Jumat, 10 Oktober 2008

Nasi Tempe Oleh : Sri Lestari

Aku tidak tahu bagaimana mesti menolak ketika ibu memasukkan sebungkus nasi dengan lauk kering tempe kedalam tasku. Diselipkan begitu saja diantara pakaian, beberapa majalah serta buku yang sengaja kubawa sebagai teman di perjalanan.

Ibu tak pernah berubah. Dari aku kecil sampai kini berusia seperempat abad, masih saja khawatir kalau aku akan kelaparan di jalan. Padahal sepanjang rute perjalanan Trenggalek- Jakarta aku bisa membeli makan dimana saja dengan gampang. Toh, pihak bis menyediakan jatah makan malam serta snack dan beberapa kali pula bis yang kutumpangi akan berhenti untuk istirahat.

“Ibu tak suka kamu dijejali dengan makanan-makanan bis yang asal jadi dan tak higienis. Lebih baik makan nasi tempe daripada makanan instant yang bikin otak kamu ndak encer mikir. Bikin ide-idemu terpasung dan omongan yang keluar dari mulut serba praktis.”

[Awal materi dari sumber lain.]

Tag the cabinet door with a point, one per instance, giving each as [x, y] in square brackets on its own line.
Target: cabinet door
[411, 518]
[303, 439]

Duh Ibu, selalu saja begitu. Omongan bernada morilnya muncul. Aku memang gemar makan nasi tempe sejak balita. Namun ingin praktis saja. Masa sudah jadi wanita karir dengan gaji yang lumayan, masih juga bawa-bawa bekal nasi tempe dibungkus daun. Tengsin juga.

“Kalau tak kamu makan di bis, makanlah sesampai di Jakarta. Dijamin tak akan basi. Nasinya tanak betul dan kering tempenya tak pakai santan. Daripada kamu sibuk mencari sarapan dan waktumu tak mencukupi. Bukankah hidup di Jakarta harus pandai membagi waktu? Pagi untuk beribadah dan bekerja, siang untuk berbagi rasa dengan teman-teman, dan malam untuk beristirahat. Gunakan tiga waktu itu seoptimal mungkin, Nduk. Jangan terjebak rutinitas melelahkan dan melupakan tujuan hidupmu sesungguhnya.”

Aku mengiyakan nasehat ibu sambil menyantap makan siangku dengan lauk tempe bacem. Ibu beberapa kali menyuruhku untuk menambah porsi makan, namun aku menolak dengan halus. Kulirik, ibu memasukkan beberapa potong tempe bacem kedalam kantong plastik dan kembali mencari sela-sela kosong dalam tasku. Aku hanya menggeleng-geleng sambil tersenyum kecut.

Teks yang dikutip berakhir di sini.